Die Aktion ist Teil einer größeren Zensur-Offensive. So wurden nach Angaben der staatlichen Nachrichtenagentur Xinhua 16 Web-Seiten gesperrt. Das Pekinger IT-Blog "Technode" berichtet gar von "mehr als tausend" Web-Seiten, die nicht mehr erreichbar seien. Die Regierung versuche, Gerüchte über einen Putschversuch aus dem Netz zu filtern . Es gab Gerüchte über Militärfahrzeuge in der Hauptstadt Peking; allerdings gibt es keine Anzeichen für ungewöhnliche Truppenbewegungen.
Insider im Land selbst sind ratlos. "Alle großen und wichtigen Web-Seiten sind weiterhin erreichbar", sagte ein Mitarbeiter einer Pekinger IT-Firma SPIEGEL ONLINE am Samstagmorgen am Telefon. "Die Attacke richtet sich offenbar gegen Blogger, die in ihren Artikeln die Regierung zu hart angegangen sind."
Kampf der Erzrivalen
Ein Start-up-Gründer aus Peking sagte SPIEGEL ONLINE, die Zensuraktion, bei der laut Xinhua sechs Menschen verhaftet und weitere Internetnutzer von der Regierung kontaktiert wurden, werde als Zeichen gewertet, dass die Regierung nervös sei. "Tatsächlich ist sie nicht nervöser als sonst."
Der Mitarbeiter der IT-Firma sagte, man müsse sich eher die Frage stellen, warum die Regierung erst jetzt gegen die Putschgerüchte vorgehe. Denn die kursierten schon seit gut einer Woche im Netz. "Das könnte darauf hindeuten, dass es Kräfte in der Kommunistischen Partei gibt, die versuchen, diese Gerüchte über das Internet zu schüren - während andere in der Partei sie aus dem Netz tilgen wollen."

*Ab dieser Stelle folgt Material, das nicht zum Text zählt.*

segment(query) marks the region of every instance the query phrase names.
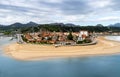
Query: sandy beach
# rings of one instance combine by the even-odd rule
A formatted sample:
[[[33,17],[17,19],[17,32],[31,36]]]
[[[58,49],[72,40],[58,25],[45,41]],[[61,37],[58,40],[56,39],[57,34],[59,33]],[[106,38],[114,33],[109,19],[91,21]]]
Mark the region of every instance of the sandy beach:
[[[82,57],[109,55],[120,53],[120,42],[110,41],[104,37],[97,38],[96,45],[61,46],[37,44],[10,44],[4,49],[5,53],[18,60],[48,59],[56,57]]]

Hintergrund der Zensuraktion ist ein Machtkampf, der die Kommunistische Partei schon seit Wochen umtreibt. Der langjährige China-Beobachter John Garnaut bezeichnet das Geschehen in der Zeitschrift "Foreign Policy" als "einen der tumultuösesten Vorfälle in der Geschichte der Kommunistischen Partei". Als Erschütterung im Machtgefüge, wie sie die KP seit 1989 nicht erlebt habe. 1989 war das Jahr der Proteste auf dem Platz des Himmlischen Friedens.
Im Mittelpunkt steht der undurchsichtige Parteifunktionär Bo Xilai. Er hatte es bis zum KP-Chef von Chongqing geschafft, einer Metropolregion, in der rund 32 Millionen Menschen wohnen, fast so viele wie das Land Kanada Einwohner hat. Bis vor kurzem wurden dem 62-Jährigen große Chancen beschieden, in den engsten Führungszirkel der Partei einzuziehen: den ständigen Ausschuss des Politbüros, in dem die neun mächtigsten Männer der Landes sitzen, darunter Präsident Hu Jintao höchstselbst.

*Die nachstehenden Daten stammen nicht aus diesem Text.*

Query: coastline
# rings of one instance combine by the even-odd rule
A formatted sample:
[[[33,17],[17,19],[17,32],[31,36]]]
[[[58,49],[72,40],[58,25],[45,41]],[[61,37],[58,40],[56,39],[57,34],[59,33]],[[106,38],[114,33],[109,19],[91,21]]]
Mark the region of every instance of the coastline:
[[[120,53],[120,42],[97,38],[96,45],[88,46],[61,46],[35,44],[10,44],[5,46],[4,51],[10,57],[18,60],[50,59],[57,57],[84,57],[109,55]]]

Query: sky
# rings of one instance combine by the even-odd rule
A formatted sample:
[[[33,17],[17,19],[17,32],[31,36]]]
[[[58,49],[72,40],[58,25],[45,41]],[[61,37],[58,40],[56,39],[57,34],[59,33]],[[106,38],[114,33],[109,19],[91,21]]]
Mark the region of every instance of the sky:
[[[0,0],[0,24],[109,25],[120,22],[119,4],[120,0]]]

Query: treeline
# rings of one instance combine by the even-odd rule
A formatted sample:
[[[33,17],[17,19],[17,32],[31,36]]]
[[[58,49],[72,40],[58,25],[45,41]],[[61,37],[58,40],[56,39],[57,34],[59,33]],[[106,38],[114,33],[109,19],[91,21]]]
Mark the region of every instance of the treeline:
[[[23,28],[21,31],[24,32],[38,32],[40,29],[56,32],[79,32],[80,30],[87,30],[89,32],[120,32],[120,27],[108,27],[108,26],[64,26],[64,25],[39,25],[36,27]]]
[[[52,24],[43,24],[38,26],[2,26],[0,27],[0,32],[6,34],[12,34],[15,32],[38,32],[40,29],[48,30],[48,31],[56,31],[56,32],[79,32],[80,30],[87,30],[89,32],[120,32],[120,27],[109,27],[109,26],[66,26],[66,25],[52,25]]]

"Lang lebe der rote Terror"
Doch dann endete Bos Karriere jäh. Das Zentralkomitee der KP enthob ihn in Chongqing seines Amtes - was seine politische Karriere komplett beenden dürfte. Die genauen Hintergründe von Bos Absetzung bleiben im Dunkeln, doch im Internet wucherten - bis zur Zensuraktion - auch dazu Gerüchte. Premier Wen Jiabao habe den aufstrebenden Chongqing-Funktionär abgesägt, hieß es. Eine These, die auch Garnaut teilt.
Wen und Bo seien Erzrivalen, schreibt er in "Foreign Policy". Bo vertrat die harte, maoistische Linie und stellte den Kurs der "Öffnung und Reform" in Frage, den der vorige Präsident Deng Xiaoping angestoßen hatte - was einen beispiellosen Boom auslöste, durch den das Land zur mittlerweile zweitgrößten Weltwirtschaftsmacht wurde. Ganz anders Wen. Der trieb die "Öffnung und Reform" nicht nur voran, er trat sogar dafür ein, die Macht der Regierung zu begrenzen.

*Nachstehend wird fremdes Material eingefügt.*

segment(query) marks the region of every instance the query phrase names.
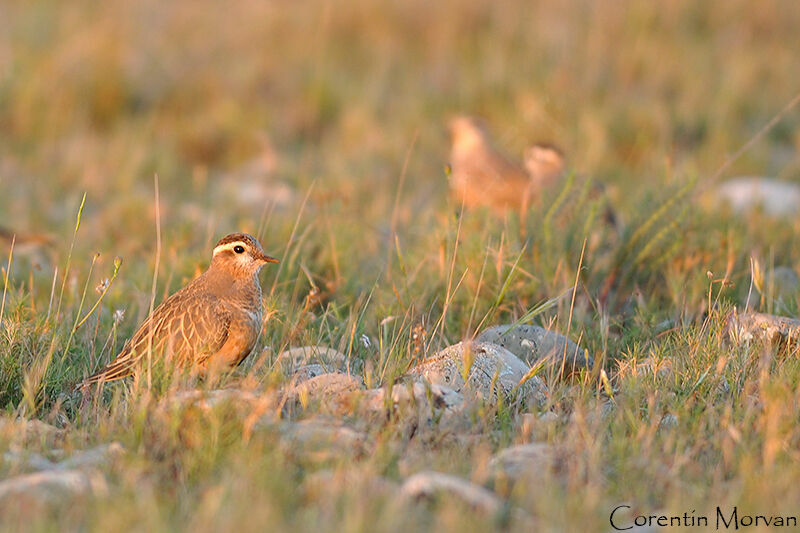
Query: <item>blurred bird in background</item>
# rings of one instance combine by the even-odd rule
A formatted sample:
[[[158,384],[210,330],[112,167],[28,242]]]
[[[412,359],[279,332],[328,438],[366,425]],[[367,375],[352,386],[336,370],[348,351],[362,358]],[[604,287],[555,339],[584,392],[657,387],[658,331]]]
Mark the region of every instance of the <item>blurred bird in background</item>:
[[[450,190],[467,208],[485,206],[498,214],[524,212],[564,172],[564,156],[549,145],[534,145],[525,153],[524,168],[494,147],[475,118],[450,121]]]
[[[20,232],[0,226],[0,246],[6,256],[11,251],[12,243],[14,256],[26,257],[37,270],[46,267],[53,259],[55,238],[52,235]]]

Bo ist Sohn des legendären Revolutionärs Bo Yibo, der einst zu den "acht Unsterblichen" der kommunistischen Machtelite gehörte. Das macht Bo Xilai zu einem sogenannten Prinzling. So werden Söhne und Töchter von Parteipatriarchen genannt, die dank ihrer Familienbande auf wichtige Posten gelangten. Nach deren Verständnis wurde Bo "geboren, um zu regieren".
Er ging auf eine der prestigeträchtigsten Schulen des Landes, auf die Beijing No. 4, die während der Kulturrevolution fragwürdige Berühmtheit erlangte. Studenten hatten den berühmten Slogan "Lang lebe der rote Terror" an die Wand eines alten Speisesaals geschrieben. Mit Menschenblut.
Rätsel um den "Super-Bullen"
Doch dann wandte sich die Revolution gegen Bo. Mao brachte seinen Klüngel gegen die royalistisch gesinnten Prinzlinge in Stellung. Später verbrachte Bo sechs Jahre im Gefängnis. Sein Vater wurde gefoltert, seine Mutter entweder getötet, oder sie beging Selbstmord.
Wen wurde 1998 Vizeministerpräsident Chinas und im März 2003 Premier.
Bo und Wen stehen für verschiedene Denkströmungen des Landes. Während Wen sich zum Wirtschaftsreformer stilisiert, ließ Bo die Stadt Chongqing in Revolutionsnostalgie schwelgen; ließ Mao-Zitate als Textnachrichten versenden und Regierungsangestellte "Rote Lieder" schmettern.
Und er machte sich einen Namen als unerbittlicher Anti-Korruptions-Kämpfer: Bo bekämpfte die örtliche Mafia, ließ Lokalgrößen in Schauprozessen zum Tode verurteilen. Seine rechte Hand war stets der örtliche Polizeichef Wang Lijun, der bald nur noch der "Super-Bulle" genannt wurde. Das Chongqing-Modell fand im Land großen Anklang. "Es schien die Nation auf Bos Seite zu bewegen, während Wens Kurs wenige Ergebnisse produzierte", schreibt Garnaut.
Im Februar flüchtete der "Super-Bulle" in das US-Konsulat in Chengdu, angeblich weil er um sein Leben fürchtete. Dann begab er sich nach US-Angaben freiwillig in die Obhut der Pekinger Zentralregierung. Unbestätigten Berichten zufolge soll Wang Lijun seinen früheren Chef Bo belastet haben.
Kurz darauf wurde Bo abgesetzt. Wer nun im Internet nach ihm sucht, erhält nur noch dürftige Suchergebnisse.